Seeing as blizzard has its own CEO and board, its pretty certain they are voluntarily following activisions plan. Activision isn’t entirely to blame on this, blizzard is to blame in many cases.
Blizzard doesn’t have its own CEO anymore. If you paid attention to BlizzCon, and know your history, Mike Morheime used to have the title of CEO years ago… that title no longer exists within Blizzard. It’s some other title now, I forget.
Which is why I formed that as a question, I wasn’t 100% sure. Since that is the case you are spot on that this is activison. It’s really sad in a lot of ways what has happened to the industry as a whole.
To be fair, it did start off as a merger, and Blizzard was still doing really well at the time. I think Activision did a hostile takeover relatively recently.
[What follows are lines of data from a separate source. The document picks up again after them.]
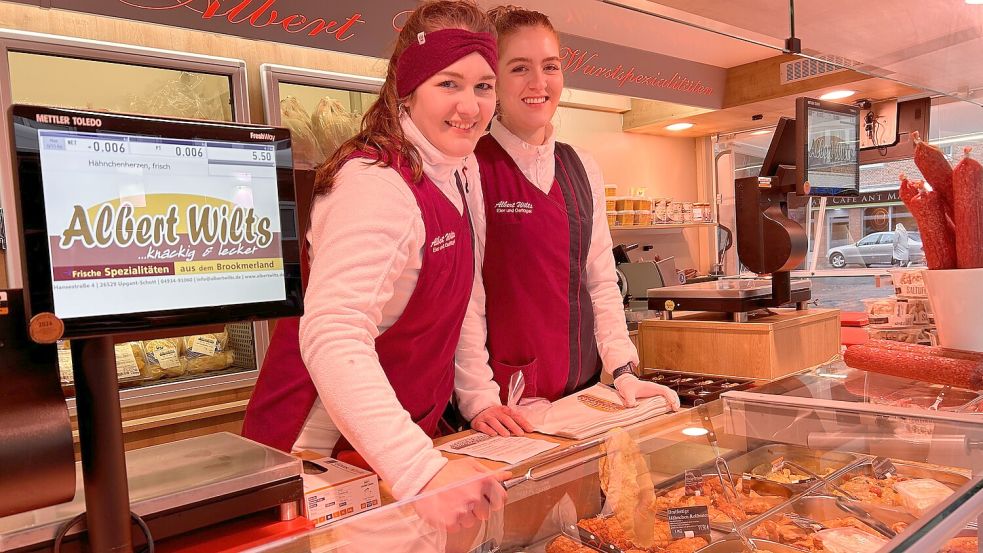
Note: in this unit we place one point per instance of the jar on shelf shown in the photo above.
(660, 211)
(675, 212)
(687, 212)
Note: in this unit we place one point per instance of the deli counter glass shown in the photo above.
(730, 476)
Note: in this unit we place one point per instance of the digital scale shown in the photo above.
(738, 297)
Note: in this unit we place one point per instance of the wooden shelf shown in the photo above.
(663, 227)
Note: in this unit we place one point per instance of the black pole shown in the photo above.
(107, 499)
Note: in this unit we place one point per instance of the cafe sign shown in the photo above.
(369, 27)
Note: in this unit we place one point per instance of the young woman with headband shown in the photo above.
(370, 367)
(546, 300)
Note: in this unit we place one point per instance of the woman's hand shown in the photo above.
(500, 420)
(463, 493)
(631, 389)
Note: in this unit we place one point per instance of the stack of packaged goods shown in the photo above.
(161, 358)
(905, 317)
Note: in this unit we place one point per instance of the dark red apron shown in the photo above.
(539, 312)
(416, 352)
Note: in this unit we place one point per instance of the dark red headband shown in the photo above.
(430, 53)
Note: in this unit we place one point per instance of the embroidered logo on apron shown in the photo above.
(521, 208)
(600, 404)
(443, 242)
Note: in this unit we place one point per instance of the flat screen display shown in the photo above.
(138, 222)
(828, 148)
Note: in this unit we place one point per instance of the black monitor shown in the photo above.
(131, 223)
(827, 148)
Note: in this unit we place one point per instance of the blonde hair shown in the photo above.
(381, 134)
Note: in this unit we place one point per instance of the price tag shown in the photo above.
(204, 345)
(694, 482)
(883, 467)
(126, 362)
(65, 366)
(689, 522)
(167, 358)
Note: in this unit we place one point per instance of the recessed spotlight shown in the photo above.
(679, 126)
(695, 431)
(837, 94)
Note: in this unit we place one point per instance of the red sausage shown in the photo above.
(936, 170)
(967, 187)
(934, 351)
(915, 366)
(938, 241)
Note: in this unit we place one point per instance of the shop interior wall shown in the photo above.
(666, 167)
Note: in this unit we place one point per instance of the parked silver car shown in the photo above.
(875, 249)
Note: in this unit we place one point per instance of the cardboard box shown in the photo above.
(334, 490)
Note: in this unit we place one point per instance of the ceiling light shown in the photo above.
(695, 431)
(679, 126)
(837, 94)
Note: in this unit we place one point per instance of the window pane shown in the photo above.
(320, 119)
(99, 85)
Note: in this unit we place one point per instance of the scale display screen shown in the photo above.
(136, 222)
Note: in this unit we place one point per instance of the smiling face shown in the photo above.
(453, 108)
(530, 82)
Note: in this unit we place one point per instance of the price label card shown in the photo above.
(204, 345)
(694, 482)
(65, 366)
(883, 467)
(126, 362)
(167, 358)
(689, 522)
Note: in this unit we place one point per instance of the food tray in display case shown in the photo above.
(563, 505)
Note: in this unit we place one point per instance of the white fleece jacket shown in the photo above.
(473, 382)
(366, 241)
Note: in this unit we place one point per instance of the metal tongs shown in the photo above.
(853, 508)
(938, 400)
(723, 473)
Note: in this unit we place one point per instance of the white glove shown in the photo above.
(631, 389)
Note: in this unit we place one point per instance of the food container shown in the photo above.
(905, 334)
(957, 306)
(687, 212)
(675, 210)
(879, 310)
(909, 283)
(920, 495)
(912, 311)
(660, 210)
(850, 540)
(904, 470)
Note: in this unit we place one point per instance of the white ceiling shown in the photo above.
(935, 44)
(600, 21)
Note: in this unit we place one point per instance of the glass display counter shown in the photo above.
(796, 485)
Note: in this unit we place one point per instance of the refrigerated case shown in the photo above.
(69, 72)
(780, 478)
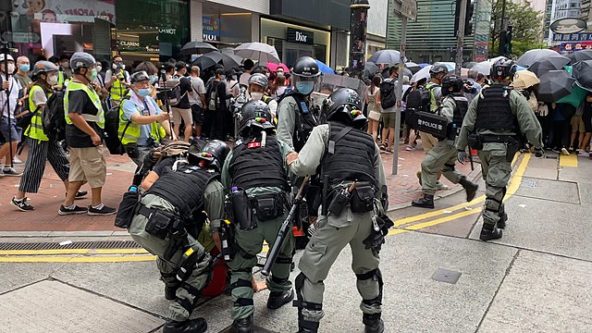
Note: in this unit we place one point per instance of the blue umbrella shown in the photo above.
(324, 68)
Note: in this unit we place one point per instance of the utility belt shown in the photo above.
(358, 195)
(265, 207)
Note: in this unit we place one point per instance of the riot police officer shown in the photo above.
(442, 157)
(257, 177)
(493, 125)
(170, 215)
(354, 191)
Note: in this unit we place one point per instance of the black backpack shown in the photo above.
(388, 99)
(53, 120)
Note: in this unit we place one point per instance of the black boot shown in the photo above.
(197, 325)
(470, 188)
(489, 232)
(277, 299)
(373, 323)
(243, 325)
(426, 202)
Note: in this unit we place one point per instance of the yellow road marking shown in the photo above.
(568, 161)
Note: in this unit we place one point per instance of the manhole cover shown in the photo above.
(445, 275)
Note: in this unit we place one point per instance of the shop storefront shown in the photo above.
(293, 41)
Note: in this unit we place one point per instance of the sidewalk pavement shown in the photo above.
(403, 188)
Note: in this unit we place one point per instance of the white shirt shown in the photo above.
(13, 90)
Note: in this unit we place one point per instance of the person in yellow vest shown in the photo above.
(42, 147)
(142, 125)
(85, 120)
(117, 81)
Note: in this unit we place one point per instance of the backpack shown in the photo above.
(387, 94)
(53, 120)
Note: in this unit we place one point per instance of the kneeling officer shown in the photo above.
(169, 217)
(256, 174)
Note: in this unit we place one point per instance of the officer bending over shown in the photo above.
(494, 124)
(257, 177)
(170, 215)
(354, 191)
(442, 157)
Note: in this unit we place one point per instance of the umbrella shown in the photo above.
(580, 56)
(387, 57)
(324, 68)
(582, 72)
(264, 53)
(525, 79)
(198, 47)
(534, 55)
(555, 85)
(548, 64)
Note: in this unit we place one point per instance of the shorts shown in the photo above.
(184, 114)
(88, 165)
(12, 132)
(197, 114)
(388, 119)
(577, 124)
(428, 141)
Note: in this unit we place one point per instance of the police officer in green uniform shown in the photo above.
(169, 218)
(442, 157)
(256, 175)
(354, 191)
(493, 124)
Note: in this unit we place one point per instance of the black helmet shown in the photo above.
(214, 151)
(438, 69)
(255, 114)
(452, 81)
(503, 69)
(344, 105)
(306, 67)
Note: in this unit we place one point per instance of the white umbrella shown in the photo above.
(264, 53)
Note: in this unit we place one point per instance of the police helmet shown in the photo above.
(259, 79)
(344, 105)
(214, 152)
(44, 67)
(81, 60)
(452, 81)
(438, 69)
(255, 114)
(503, 69)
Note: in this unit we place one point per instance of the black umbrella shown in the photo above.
(582, 72)
(555, 85)
(197, 48)
(548, 64)
(580, 56)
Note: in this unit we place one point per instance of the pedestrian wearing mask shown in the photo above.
(42, 146)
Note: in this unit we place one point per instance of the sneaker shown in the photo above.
(71, 211)
(10, 172)
(22, 204)
(103, 211)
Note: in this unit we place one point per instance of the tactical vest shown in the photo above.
(494, 111)
(305, 121)
(35, 129)
(99, 117)
(128, 132)
(257, 166)
(349, 157)
(184, 188)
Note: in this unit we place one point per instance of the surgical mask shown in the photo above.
(256, 96)
(52, 80)
(305, 87)
(144, 92)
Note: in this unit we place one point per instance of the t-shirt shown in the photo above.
(79, 102)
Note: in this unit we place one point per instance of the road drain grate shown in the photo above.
(73, 245)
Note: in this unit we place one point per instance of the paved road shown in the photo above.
(438, 276)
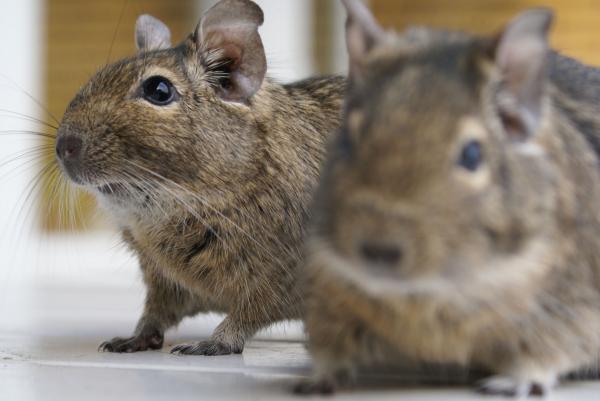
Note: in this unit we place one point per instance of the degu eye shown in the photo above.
(158, 90)
(471, 156)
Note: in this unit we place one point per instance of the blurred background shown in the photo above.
(49, 48)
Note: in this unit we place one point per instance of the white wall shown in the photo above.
(26, 256)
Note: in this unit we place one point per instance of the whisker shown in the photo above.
(31, 97)
(15, 114)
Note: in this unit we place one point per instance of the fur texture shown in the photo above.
(211, 194)
(412, 254)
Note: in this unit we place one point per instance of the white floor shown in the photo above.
(51, 325)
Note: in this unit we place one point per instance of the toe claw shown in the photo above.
(311, 387)
(207, 348)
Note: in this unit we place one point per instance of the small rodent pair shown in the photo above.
(458, 216)
(208, 168)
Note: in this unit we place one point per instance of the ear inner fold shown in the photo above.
(231, 29)
(521, 55)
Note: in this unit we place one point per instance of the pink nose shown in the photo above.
(68, 148)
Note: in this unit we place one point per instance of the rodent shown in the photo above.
(208, 169)
(458, 216)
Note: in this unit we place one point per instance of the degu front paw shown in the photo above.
(133, 344)
(514, 387)
(208, 348)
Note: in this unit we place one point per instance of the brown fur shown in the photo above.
(212, 195)
(500, 269)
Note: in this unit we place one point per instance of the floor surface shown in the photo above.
(50, 329)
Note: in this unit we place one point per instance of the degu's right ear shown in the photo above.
(363, 34)
(151, 34)
(229, 44)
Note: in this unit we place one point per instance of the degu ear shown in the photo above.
(151, 34)
(363, 34)
(520, 55)
(229, 45)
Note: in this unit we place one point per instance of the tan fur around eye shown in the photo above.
(471, 128)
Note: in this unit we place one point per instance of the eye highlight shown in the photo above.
(158, 91)
(471, 156)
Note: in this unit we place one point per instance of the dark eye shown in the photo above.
(471, 156)
(158, 90)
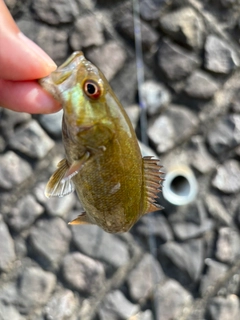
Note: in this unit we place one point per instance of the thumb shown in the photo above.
(20, 58)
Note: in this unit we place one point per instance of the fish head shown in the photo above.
(82, 90)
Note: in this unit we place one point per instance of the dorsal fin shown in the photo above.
(152, 176)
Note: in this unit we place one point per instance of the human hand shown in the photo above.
(21, 63)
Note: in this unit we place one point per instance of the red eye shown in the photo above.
(92, 89)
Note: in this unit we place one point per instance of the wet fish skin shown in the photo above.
(103, 159)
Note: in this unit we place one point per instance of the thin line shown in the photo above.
(143, 125)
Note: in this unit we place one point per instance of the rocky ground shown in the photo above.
(181, 263)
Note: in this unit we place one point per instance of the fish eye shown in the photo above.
(92, 89)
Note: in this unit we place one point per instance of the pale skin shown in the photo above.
(22, 62)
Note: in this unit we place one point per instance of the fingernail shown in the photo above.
(37, 50)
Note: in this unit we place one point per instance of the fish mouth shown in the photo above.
(85, 128)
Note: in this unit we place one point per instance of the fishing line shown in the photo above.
(143, 124)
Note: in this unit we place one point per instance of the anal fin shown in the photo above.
(54, 187)
(60, 183)
(81, 219)
(152, 183)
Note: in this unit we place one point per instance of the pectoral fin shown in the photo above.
(60, 183)
(152, 183)
(81, 219)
No problem. And yeah, it sucks. Blizzard has one or two duds and Activision loses its mind and does a hostile takeover…
Then again, if you watched the 20th Anniversary Retrospective Blizzard put on YouTube a long time ago, that’s basically kind of the deal they’ve had with all their owners going all the way back to the Davison and Associates days.
Considering the CEO title is MISSING from Blizzard’s hierarchy as of late last year? It’s not unreasonable to assume that.
Hostile takeovers do not an “evil corporation” make, either. I’ve no doubt the devs are still trying to make fun games for us; they’d have to be fantastic actors to have that much false energy and enthusiasm on the BlizzCon stage. Their ideas are really out of touch as of late, though.
Blizz has to make a product that doesn’t fail at launch… And the server population after launch for the next 2 weeks, month 6 months etc will change dramatically. I painfully read all 387 posts but didnt hear a good alternative solution to server congestion at launch or how to prevent dead communities. Anyone got something positive that doesn’t involve sharding?
Thanks for the link to the Legion patch notes on disabling sharding in RP realms!
It proves my point (in my thread, Sharding puts Vanilla gameplay second (anti-sharding anthology)) that sharding puts Vanilla community-based gameplay second - behind server performance which they are “very happy with” - while many people are unhappy because they can’t even see their friends!
What a HUGE disconnect between Blizzard’s view and players’ experience of sharding.
You would have thought that when Blizzard started looking at using sharding, someone, somehwere at Blizzard would have asked:
“Hey, isn’t it a bad thing for gameplay in a MMO to NOT be able to see your own friends in the world?”
Blizzard
Over the last couple of years, we’ve begun using some new technology we’ve occasionally referred to as “sharding” in non-instanced zones, which separates players in high-traffic areas out into separate “shards” of a particular zone. The benefit to our server performance has been massive - it was a huge part of why Legion’s launch went so smoothly - and so, as a whole, we’ve been very happy with the system.
Player comment:
Bananamanson 2017/08/08 (Patch 7.2.5)ReportQuoteReply
I do not like sharding from a game point of view. I have friends on the same realm, same guild and can never see them in game. We can run right past each other, not seeing each other as we are in different shards. Too bad they do not seem to be able to put friends in the same shard, unless they group?
Not sure why it still needs to be used after Legion’s launch?
And, this…is what I am afraid is going to happen in Classic WoW - one of the most community-oriented games ever made will be divided up into tiny shards just like modern WoW.
Modern WoW is an asocial game with virtually no need for guilds or community anymore.
Now they are headed down the same path with Classic WoW by the use of sharding - it’s very depressing.